Misc. Picks Sundance Channel fetes Claude Chabrol with three of his films and the new documentary Claude Chabrol: L'Artisan (Thu., Fri. and March 31). The Colonial runs Meet Me in St. Louis (Sat., 2 p.m.) and Spartacus (Sun., 2 p.m.), and the Jewish Film Festival reprises the snowed-out Dziga and his Brothers (Mon., 7 p.m.).

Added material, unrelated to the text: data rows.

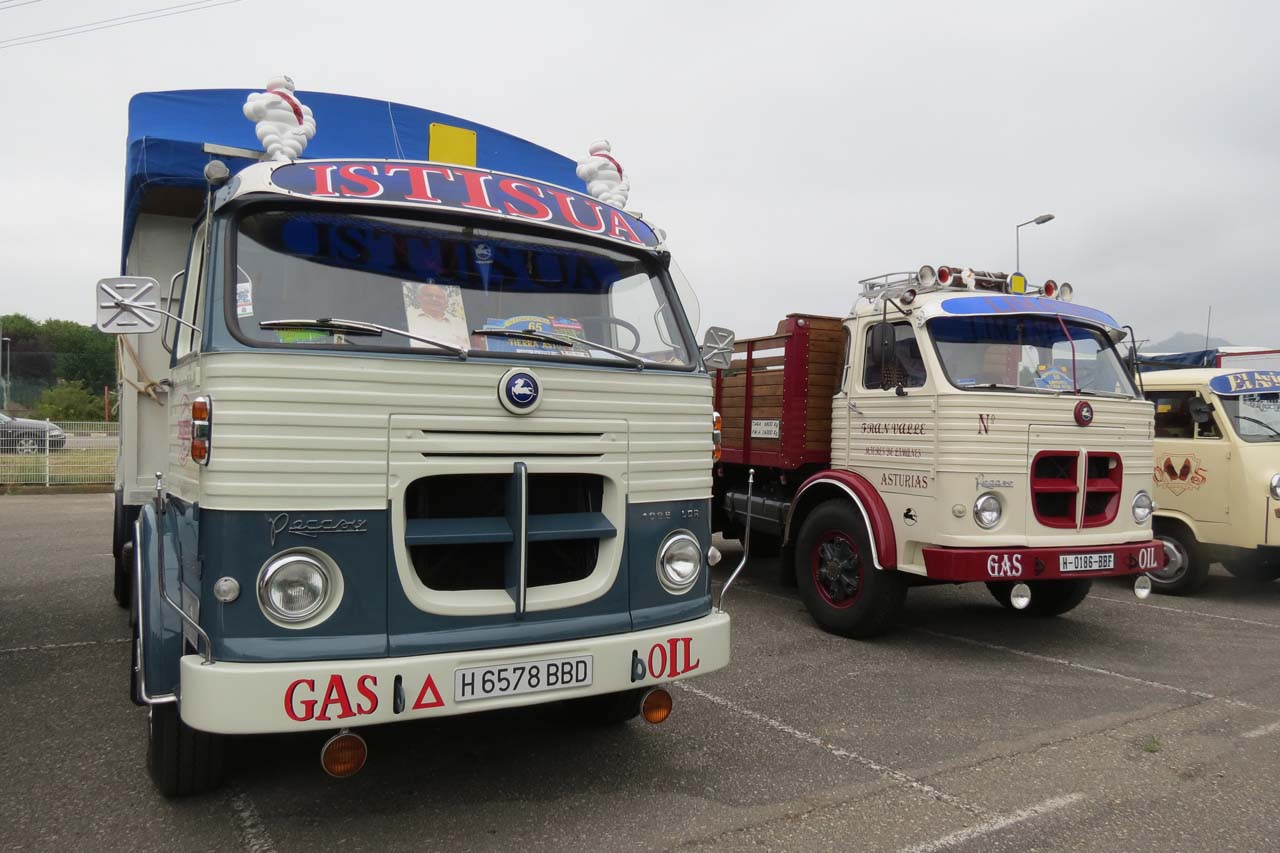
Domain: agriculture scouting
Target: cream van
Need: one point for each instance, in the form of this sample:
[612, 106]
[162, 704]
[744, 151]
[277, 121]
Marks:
[1217, 474]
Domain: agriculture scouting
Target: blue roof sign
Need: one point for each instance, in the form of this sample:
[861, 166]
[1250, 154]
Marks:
[442, 186]
[1246, 382]
[1014, 304]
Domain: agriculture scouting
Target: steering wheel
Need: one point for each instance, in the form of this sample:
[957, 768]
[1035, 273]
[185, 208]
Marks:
[618, 322]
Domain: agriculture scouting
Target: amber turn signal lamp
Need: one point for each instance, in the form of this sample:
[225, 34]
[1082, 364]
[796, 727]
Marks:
[343, 755]
[656, 706]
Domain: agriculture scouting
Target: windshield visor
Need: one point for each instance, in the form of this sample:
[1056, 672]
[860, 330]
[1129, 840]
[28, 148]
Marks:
[446, 283]
[1028, 354]
[1255, 418]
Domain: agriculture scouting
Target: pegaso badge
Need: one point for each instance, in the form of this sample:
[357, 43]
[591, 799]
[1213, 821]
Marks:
[312, 528]
[520, 392]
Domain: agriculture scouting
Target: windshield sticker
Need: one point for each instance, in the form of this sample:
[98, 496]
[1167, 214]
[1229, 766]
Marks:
[1246, 382]
[435, 311]
[558, 325]
[467, 190]
[243, 293]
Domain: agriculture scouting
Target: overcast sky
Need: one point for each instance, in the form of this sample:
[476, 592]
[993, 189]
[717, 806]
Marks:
[787, 149]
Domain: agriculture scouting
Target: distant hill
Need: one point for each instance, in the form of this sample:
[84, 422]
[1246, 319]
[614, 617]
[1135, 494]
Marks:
[1185, 342]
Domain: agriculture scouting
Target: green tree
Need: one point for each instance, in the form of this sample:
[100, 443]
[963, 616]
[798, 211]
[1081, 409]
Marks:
[69, 401]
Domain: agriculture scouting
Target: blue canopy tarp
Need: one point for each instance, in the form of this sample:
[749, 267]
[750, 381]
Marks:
[169, 129]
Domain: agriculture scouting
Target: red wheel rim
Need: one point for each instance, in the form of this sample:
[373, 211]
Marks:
[836, 569]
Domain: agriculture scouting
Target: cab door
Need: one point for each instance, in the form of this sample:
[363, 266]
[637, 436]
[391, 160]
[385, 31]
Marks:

Filmon Mebrahtu, whose documentaries on Philadelphia's African community are growing into an invaluable archive, unveils his latest work in progress, Circle Diaries (Mon., 7 p.m.), the story of three Sudanese teenagers who filmed their own efforts to make a new life in Philadelphia, at Penn's Logan Hall (249 S. Sixth St.). Inspired by film and returning to it, the musical Reefer Madness gets an advance screening at The Bridge (Tue., 7 p.m.).